A Varkaus, dans le sud-est de la Finlande, des milliers de briques de lait et de jus de fruit, entassées en balles de près d'une tonne chacune sur 1.400 m2, se transforment en papier-carton, vapeur d'eau et électricité, et fait unique au monde, en poudre d'aluminium.
Dans cette usine modèle finlandaise, rien ne se perd, tout se transforme et beaucoup se crée grâce à la collecte sélective des ordures ménagères.
Au gré des clients de Corenso, le numéro un finlandais du papier-carton en Europe, les briques finiront en papiers d'emballage, films plastiques, bobines de fil de couture, boîtes de sel, cartouches ou étuis de feux d'artifice.
Partout, explique Jukka Auvinen, directeur des achats de Corenso, les industriels de la pâte à papier et du carton recourent largement aux matériaux de récupération, notamment aux briques alimentaires où la fibre issue du bois constitue 70% de l'emballage. Ils savent aussi convertir en chaleur et électricité le polyéthylène de l'emballage d'un liquide alimentaire, une matière plastique.
Mais l'usine de Varkaus est la seule au monde à pouvoir transformer la pellicule d'aluminium de la brique, qui maintient la fraîcheur du produit, en aluminium pur à 90%. 3.000 tonnes de poudre d'aluminium sont vendues chaque année à la métallurgie allemande.
La nouvelle chaîne de production a nécessité un investissement de 34 millions d'euros. Elle a commencé à fonctionner en août 2001.

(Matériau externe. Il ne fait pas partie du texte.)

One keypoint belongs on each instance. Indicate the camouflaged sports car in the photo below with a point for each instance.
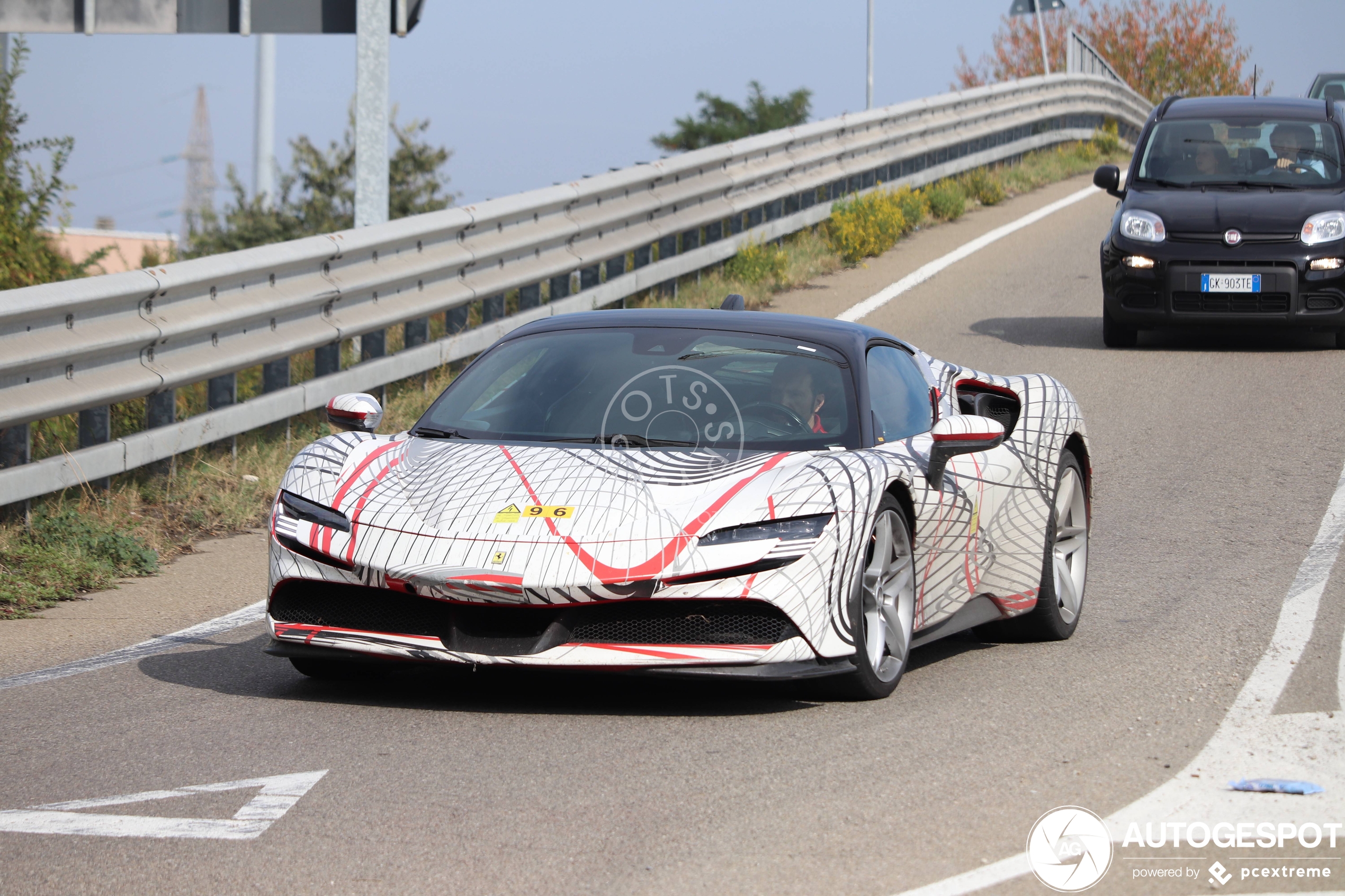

Briques et autres emballages recyclés permettent de produire 85.000 tonnes par an de papier-carton et de tubes. La production sera portée progressivement à 100.000 tonnes d'ici 2008, selon M. Auvinen.
La matière plastique des anciens packs de lait et de jus de fruit sert à fabriquer vapeur d'eau et électricité dans une énorme turbine.
La production annuelle (250 millions de kwh) suffirait pour chauffer 40.000 Finlandais pendant plusieurs mois à des températures extérieures de -20. En pratique elle alimente en énergie le site ainsi que six autres usines à proximité immédiate, deux de Corenso et quatre de sa maison-mère, Stora Enso, 4ème groupe mondial de la papeterie. Elle est rentable du fait de cette intégration dans un grand complexe industriel.
Le four, qui broie l'aluminium des briques, traite aussi les canettes de bière et de coca-cola qui ont échappé au tri initial et sont dispersées dans les balles.
Si les canettes ne sont pas en aluminium, elles ne partent pas pour autant en décharge. Elles sont vendues aux recycleurs avec d'autres déchets métalliques, comme les fils d'acier qui cerclent les balles.
Vitrine du 100% recyclage et "valorisation" énergétique, l'installation pilote de Corenso a bénéficié d'un terreau favorable. En Finlande, champion mondial de l'écologie, le tri des ordures ménagères est pratiqué depuis plus de 20 ans alors qu'il peine encore à entrer dans les habitudes des Français. 80% des emballages sont réutilisés.
Mais 5,2 millions d'habitants pour un territoire grand comme les trois cinquièmes de la France, c'est peu. Corenso doit donc importer chaque année près de 50.000 tonnes de briques d'Allemagne, plus du tiers des briques alimentaires collectées dans ce pays.
Officiellement l'usine pilote de la firme émet "peu de rejets" dans l'atmosphère. Mais le bilan environnemental global de l'installation reste à établir.